Он улыбнулся, но продолжал сидеть вполоборота ко мне, облокотившись на спинку дивана, поглаживая пальцами рот и подбородок, глядя куда-то в сторону.
— Я не знал, не подозревал, что могу быть тем, чем я был. Или что вообще кто-то может быть таким. — Он умолк, погрузившись в себя, беззащитно молодой — и такой старый. — Я рассказываю тебе об этом не потому, что чувствую вину или что-то в этом роде, — может, и лучше было бы, если бы чувствовал, не знаю. Так или иначе, по-настоящему рассказать об этом я не могу. Ни тебе, ни кому другому. — И он повернулся ко мне лицом. — Знаешь, иногда, когда я был где-то далеко-далеко, я чувствовал, что вот оно, во мне, ты понимаешь? И тогда я играл… нет, даже не я: оно само лилось из меня, было во мне — и все. Сейчас я не помню, как я играл тогда… но помню, в те времена случалось, что я делал с людьми страшные вещи. Не то чтобы нарочно, а просто они для меня как будто не существовали. — Он взял с пола банку; пива в ней не было. И он стал катать ее между ладоней. — А бывало, я оставался без приюта, без места, где приклонить голову, где можно было бы слушать; я не мог найти такого места и сходил с ума, делал с собой страшные вещи, был страшен для себя. — Его ладони сдавили банку из-под пива, и я увидел, как мнется металл. В его руках банка сверкала, как нож, я боялся, что он порежется, но ничего не сказал. — О, этого нельзя передать. Я был один, совсем один на дне чего-то, вонючий, потный, плачущий, трясущийся, и нюхал ее — понимаешь ты? — нюхал собственную вонь и думал: умру, если не смогу вырваться из нее, и в то же время знал: что я ни делаю, я только глубже и глубже в ней увязаю. И я не знал… — Он смолк, продолжая сдавливать банку, — Не знаю, до сих пор не знаю, в чем тут дело… Но что-то мне все время нашептывало, что, может, это так нужно — нюхать собственную вонь, но я считал, что стараюсь не делать этого, и… кто бы мог это вынести?

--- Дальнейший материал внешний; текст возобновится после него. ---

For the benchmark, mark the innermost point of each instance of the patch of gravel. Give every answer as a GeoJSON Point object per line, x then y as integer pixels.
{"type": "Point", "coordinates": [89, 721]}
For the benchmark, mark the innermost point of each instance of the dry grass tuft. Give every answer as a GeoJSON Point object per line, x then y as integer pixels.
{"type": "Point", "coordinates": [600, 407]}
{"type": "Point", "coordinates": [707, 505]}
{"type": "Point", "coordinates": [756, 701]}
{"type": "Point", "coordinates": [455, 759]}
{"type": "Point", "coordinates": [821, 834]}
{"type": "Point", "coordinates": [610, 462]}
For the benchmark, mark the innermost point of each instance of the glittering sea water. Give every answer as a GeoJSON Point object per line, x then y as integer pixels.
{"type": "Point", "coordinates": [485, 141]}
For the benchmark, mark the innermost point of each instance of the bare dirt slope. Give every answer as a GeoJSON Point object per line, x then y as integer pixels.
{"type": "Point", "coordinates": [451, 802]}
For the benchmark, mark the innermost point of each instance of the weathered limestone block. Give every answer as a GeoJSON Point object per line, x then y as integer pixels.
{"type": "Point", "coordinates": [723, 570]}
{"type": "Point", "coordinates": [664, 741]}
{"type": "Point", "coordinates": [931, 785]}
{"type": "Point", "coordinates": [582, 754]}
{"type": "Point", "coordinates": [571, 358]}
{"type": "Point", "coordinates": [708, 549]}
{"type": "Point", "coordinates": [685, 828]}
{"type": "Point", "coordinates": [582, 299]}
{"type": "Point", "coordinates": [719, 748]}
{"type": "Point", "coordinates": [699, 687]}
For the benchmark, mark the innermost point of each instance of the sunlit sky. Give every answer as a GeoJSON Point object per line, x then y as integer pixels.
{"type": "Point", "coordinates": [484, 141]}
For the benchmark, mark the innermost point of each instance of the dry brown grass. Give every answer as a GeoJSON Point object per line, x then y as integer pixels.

Внезапно он разжал руки, и расплющенная жестянка упала на пол. Сонни посмотрел на меня с неподвижной и почти незаметной улыбкой, а потом встал и пошел к окну — оно притягивало его, как магнит. Он смотрел на улицу, я — на его лицо.
— Я не мог сказать тебе этого, когда умерла мама… но я так рвался из Гарлема потому, что мне нужно было уйти от наркотиков. И когда потом я убежал, я бежал от них. Когда я вернулся — ничего не изменилось, не изменился и я, просто… стал старше.
И он замолчал, барабаня пальцем по стеклу. Солнце ушло, густели сумерки. Я смотрел на его лицо.
— Все может начаться заново, — словно про себя сказал Сонни. И, повернувшись ко мне, повторил: — Все может начаться заново. Хочу, чтобы ты это знал.
— Ну и ладно, — сказал я наконец. — Может — ну и ладно.
Он улыбнулся, но улыбка получилась печальной.
— Я должен был как-то сказать тебе.
— Да. Я все понимаю, — отозвался я.
— Ты мне брат, — сказал он, глядя на меня в упор и уже не улыбаясь.
— Да, — повторил я, — да. Я все понимаю.
Он снова повернулся к окну и стал смотреть.